Cerró el ojo y encerró el colgante en su puño apretado. Su respiración se fue haciendo más lenta, volviéndose más superficial a medida que él se concentraba en el amor que sentía por su hermano. Al cabo de unos momentos, una mancha de sangre que se iba extendiendo, apareció en el hombro de Magnus, que gruñó de dolor.
—En el nombre del Gran Océano, ¿qué es eso? —exclamó Phael Toron.
—Una herida empática —le explicó Amon—. Una repercusión, un estigma, llámalo como quieras. Tenemos poco tiempo. Ya han herido al señor de la guerra.
—Toron —le dijo Ahriman entre dientes—, ya sabes lo que tienes que hacer. Cumple con tu obligación hacia tu primarca.
El athame se movió nerviosamente sobre las palmas de Toron, que lo levantó en el aire y lo giró, hasta situarlo directamente sobre el corazón del primarca. El cordón de plata entrelazado en la corona de verbena se desenrolló por su propia cuenta y se deslizó por encima del borde del altar, terminando por quedar sujeto a la cadena imantada.
—Viajaré por el Gran Océano durante nueve días —dijo Magnus a través de los dientes apretados, y Ahriman se quedó atónito. Viajar durante tanto tiempo era algo inaudito—. Pase lo que pase, no rompáis mi conexión con el éter.
Los cinco guerreros que rodeaban a Magnus intercambiaron una mirada de preocupación, pero no dijeron nada.
—No debéis flaquear —dijo Magnus—. Continuad o todo esto no servirá para nada.
Ahriman bajó la mirada y continuó leyendo sin comprender las palabras y sin comprender cómo sabía pronunciarlas, pero diciéndolas en voz alta de todos modos. Su voz aumentó de volumen, ascendiendo en contrapunto al cántico de los sirvientes.

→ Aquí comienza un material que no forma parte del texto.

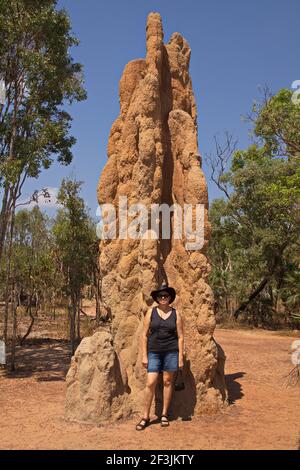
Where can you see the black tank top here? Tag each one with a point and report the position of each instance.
(163, 333)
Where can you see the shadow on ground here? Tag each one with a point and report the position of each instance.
(234, 387)
(47, 359)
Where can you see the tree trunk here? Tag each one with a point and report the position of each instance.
(264, 282)
(22, 340)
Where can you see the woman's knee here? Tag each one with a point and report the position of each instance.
(151, 384)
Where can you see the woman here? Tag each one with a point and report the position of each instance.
(162, 350)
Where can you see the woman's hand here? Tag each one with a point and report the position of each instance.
(145, 361)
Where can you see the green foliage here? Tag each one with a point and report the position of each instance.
(40, 76)
(75, 238)
(256, 229)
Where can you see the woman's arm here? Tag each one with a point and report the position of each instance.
(179, 325)
(145, 338)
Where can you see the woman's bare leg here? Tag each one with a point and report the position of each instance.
(168, 388)
(149, 392)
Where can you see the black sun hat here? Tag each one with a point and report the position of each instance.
(164, 287)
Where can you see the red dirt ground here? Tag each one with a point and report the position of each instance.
(264, 412)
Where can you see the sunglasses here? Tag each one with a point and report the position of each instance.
(163, 296)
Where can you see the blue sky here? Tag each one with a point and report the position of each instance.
(236, 46)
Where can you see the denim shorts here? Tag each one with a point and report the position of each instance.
(164, 361)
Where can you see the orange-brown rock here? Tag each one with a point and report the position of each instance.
(153, 157)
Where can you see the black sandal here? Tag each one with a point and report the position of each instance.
(164, 422)
(142, 424)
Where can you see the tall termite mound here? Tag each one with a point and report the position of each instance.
(153, 158)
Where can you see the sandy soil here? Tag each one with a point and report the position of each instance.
(264, 411)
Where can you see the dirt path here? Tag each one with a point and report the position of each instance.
(264, 412)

—¡Ahora, Toron! —gritó Magnus, y el athame se hundió, apuñalando el pecho del primarca. Una flor roja de sangre brillante e iridiscente se derramó de la herida. Instantáneamente, el torbellino de luz encontró su salida y unos rayos blancos abrasadores salieron de los espejos y rodearon la empuñadura del athame.

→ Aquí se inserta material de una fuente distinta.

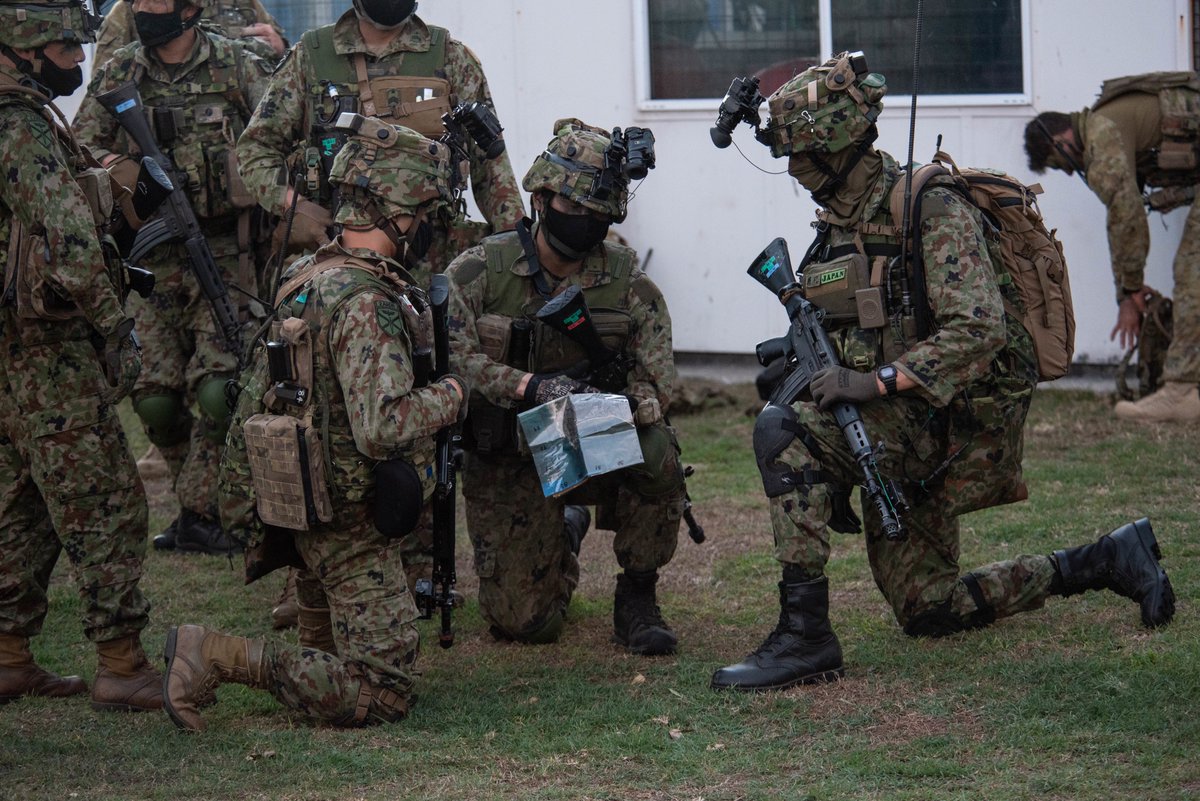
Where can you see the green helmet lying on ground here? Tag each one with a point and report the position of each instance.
(574, 166)
(826, 109)
(25, 24)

Magnus arqueó la espalda con un rugido terrible. Abrió el ojo de repente, sin que dentro hubiera pupila ni iris, pero que, sin embargo, estaba inundado de todo tipo de increíbles colores.
—¡Horus, hermano mío! —gritó Magnus con la voz cargada con los ecos de las mil almas que alimentaban su ascenso—. ¡Voy hacia ti!
Y una forma angélica y aterradora se elevó en vertical desde el cuerpo de Magnus en una llameante columna de luz.